Recently, the Belgian-born psychotherapist has been profiled in Vogue, covered in People and featured on Oprah. She's talking a lot about sex and intimacy, and the talk often turns to sexlessness among committed couples.
"Love flourishes in an atmosphere of closeness, mutuality, and equality," she writes. "We seek to know our beloved, to keep him near, to contract the distance between us. We care about those we love, worry about them and feel responsible for them.
"For some of us, love and desire are inseparable. But for many others, emotional intimacy inhibits erotic expression. The caring, protective elements that foster love often block the unself-consciousness that fuels erotic pleasure."
The book, her first, is theory, cultural analysis and practical advice. Based on more than 20 years of research, as well as counseling couples of all backgrounds and ages, straight and gay, married and not, the book includes many stories of real people in loving, long-term relationships who find that increased intimacy has been accompanied by decreased sexual desire. Not all of the stories have happy endings. "The challenge for modern couples lies in reconciling the need for what's safe and predictable with the wish to pursue what's exciting, mysterious, and awe-inspiring," she writes.
A couples and family therapist in private practice, Perel, 48, does a lot of work related to cultural identity and ethnic and religious intermarriage. Having grown up in Antwerp, attended university in Jerusalem, lived in the United States for more than two decades and traveled around the world, she sees herself as a cultural hybrid, observing from the sidelines.
She doesn't hold to what she says is a very American belief, that all problems have solutions. Rather, she tries to show different ways of looking at issues, trying to promote understanding.
I met up with Perel recently in a Manhattan cafe, just before she was off to Brazil to launch the Portuguese edition of the book.
Perel doesn't easily sit still -- she jumps up to clear a table when she spots an opening in a quieter corner of the cafe. She speaks rapidly, in an accent that's not easily identifiable, perhaps a blend of the eight languages in which she is fluent. In her therapeutic work, she uses most of them, sometimes changing languages every hour. She deals with Europeans, Haitians, West Africans and ultra-Orthodox Jews.
"I live New York in the full sense," she says.
Perel is direct and articulate, comfortable talking about sex and eroticism, and her life's journey from Louvain, the ancient Belgian university town where she was born, to the loft in Soho that she shares with her husband, Jack Saul, the director of the International Trauma Studies Program at Columbia University, and their two sons, ages 10 and 13.
She met her husband when she came to study in the United States for what she thought would be one year, after graduating from Hebrew University. Saul was her unofficial thesis adviser and a mentor.
Perel is the child of Holocaust survivors, and she relates her perspective to her parents' outlook on life. Growing up in a community of survivors, she came to recognize a certain type among them, a bit unusual, like her parents. The sole survivors of their families, and who came very close to death themselves, her mother and father were decidedly connected to life. They lived with exuberance, reclaiming their spirit of adventure and enjoyment.

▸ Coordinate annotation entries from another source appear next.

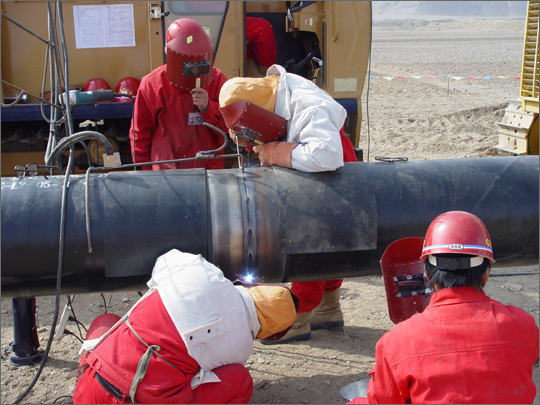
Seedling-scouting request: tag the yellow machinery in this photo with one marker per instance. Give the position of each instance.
(327, 42)
(518, 131)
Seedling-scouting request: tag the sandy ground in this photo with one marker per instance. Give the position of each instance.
(418, 118)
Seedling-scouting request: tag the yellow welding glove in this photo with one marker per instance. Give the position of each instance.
(275, 153)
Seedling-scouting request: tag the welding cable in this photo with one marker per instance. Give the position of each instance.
(369, 81)
(532, 273)
(78, 137)
(61, 246)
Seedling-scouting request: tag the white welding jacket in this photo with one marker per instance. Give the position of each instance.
(314, 120)
(216, 320)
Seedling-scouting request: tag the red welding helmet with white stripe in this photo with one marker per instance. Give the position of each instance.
(458, 233)
(190, 53)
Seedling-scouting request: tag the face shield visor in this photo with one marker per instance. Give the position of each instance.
(254, 123)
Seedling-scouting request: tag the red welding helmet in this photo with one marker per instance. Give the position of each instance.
(96, 84)
(404, 282)
(458, 232)
(100, 325)
(129, 86)
(189, 55)
(254, 123)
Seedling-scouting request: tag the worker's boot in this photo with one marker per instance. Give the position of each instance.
(328, 314)
(301, 330)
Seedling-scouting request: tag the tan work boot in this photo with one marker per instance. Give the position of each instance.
(301, 330)
(328, 314)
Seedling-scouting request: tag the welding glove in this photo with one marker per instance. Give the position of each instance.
(275, 153)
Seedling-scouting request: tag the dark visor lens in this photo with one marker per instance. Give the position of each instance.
(197, 68)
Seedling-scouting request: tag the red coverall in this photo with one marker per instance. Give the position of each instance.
(161, 123)
(464, 348)
(116, 359)
(261, 44)
(310, 292)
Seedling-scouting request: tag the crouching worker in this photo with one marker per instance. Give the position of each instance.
(185, 341)
(464, 347)
(312, 140)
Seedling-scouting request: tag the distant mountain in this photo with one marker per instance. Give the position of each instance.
(446, 9)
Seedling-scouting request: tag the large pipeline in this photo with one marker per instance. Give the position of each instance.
(273, 223)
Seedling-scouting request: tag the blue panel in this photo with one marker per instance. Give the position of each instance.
(32, 112)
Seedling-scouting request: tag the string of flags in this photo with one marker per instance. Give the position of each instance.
(488, 78)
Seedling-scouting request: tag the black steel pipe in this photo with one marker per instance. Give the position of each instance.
(276, 224)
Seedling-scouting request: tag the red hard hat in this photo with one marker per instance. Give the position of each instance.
(129, 86)
(100, 325)
(96, 84)
(189, 54)
(457, 232)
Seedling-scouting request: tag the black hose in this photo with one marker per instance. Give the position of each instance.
(78, 137)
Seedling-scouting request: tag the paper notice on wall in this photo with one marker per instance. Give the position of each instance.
(108, 26)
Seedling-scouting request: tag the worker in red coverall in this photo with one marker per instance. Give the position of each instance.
(185, 341)
(175, 100)
(315, 142)
(261, 47)
(464, 347)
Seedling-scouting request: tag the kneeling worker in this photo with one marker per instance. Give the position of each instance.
(185, 340)
(464, 347)
(313, 141)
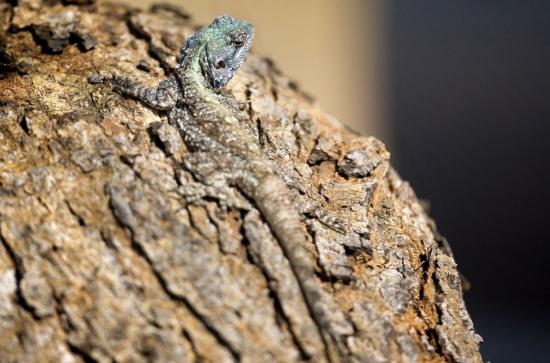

While she knows nothing about their sex lives except that they had two children, she senses that they had a deep understanding of the erotic.
"Though I doubt they ever used the word," she writes. "They embodied its mystical meaning as a quality of aliveness, a pathway to freedom -- not just the narrow definition of sex that modernity has assigned to it."
She also speaks of discovering talmudic stories that she found "utterly brilliant" in their understanding of the tension between the domestic and the erotic. In the book, she retells a story about Rabbi Bar Ashi, who would stand before God every night and beg to be saved from the evil urge. One day, after overhearing him, his wife dressed up as a prostitute and met him. Later on, at home, he confessed to his wife, and when she admitted that it was she, he was still distraught as he "intended the forbidden."
The author points out that Judaism never embraced a culture of celibacy. When asked about whether the traditional laws of family purity, with their prescribed separation, are a protection from the kind of overfamiliarity among couples that she describes, she dismisses that as a modern interpretation.
Perel's family's background is ultra-Orthodox, although her parents left that world. She's related to the Gerer Rebbe and does a lot of work in the Orthodox community. Among her clients are those who have sex frequently, with desire not located in the self but in the larger mitzvah, something holy and transcendent. But when they come to see her, "the system isn't working." When she works with these couples, she also deals with their rabbis.
"They come to me because I'm not Orthodox. I speak Yiddish, but I'm not an insider," she explains. "Being a Jew is the central part of who I am, my world view and sensibility, how I think. I consider my Jewish identity the ultimate cosmopolitan identity. I have a very European view. I don't belong anywhere, but I have access to the world."
She doesn't identify as an American Jew, nor with the experience of the hundreds of American Jews she has worked with over the years. But she's likely to identify with a Jew from places like South Africa or Argentina "in a second."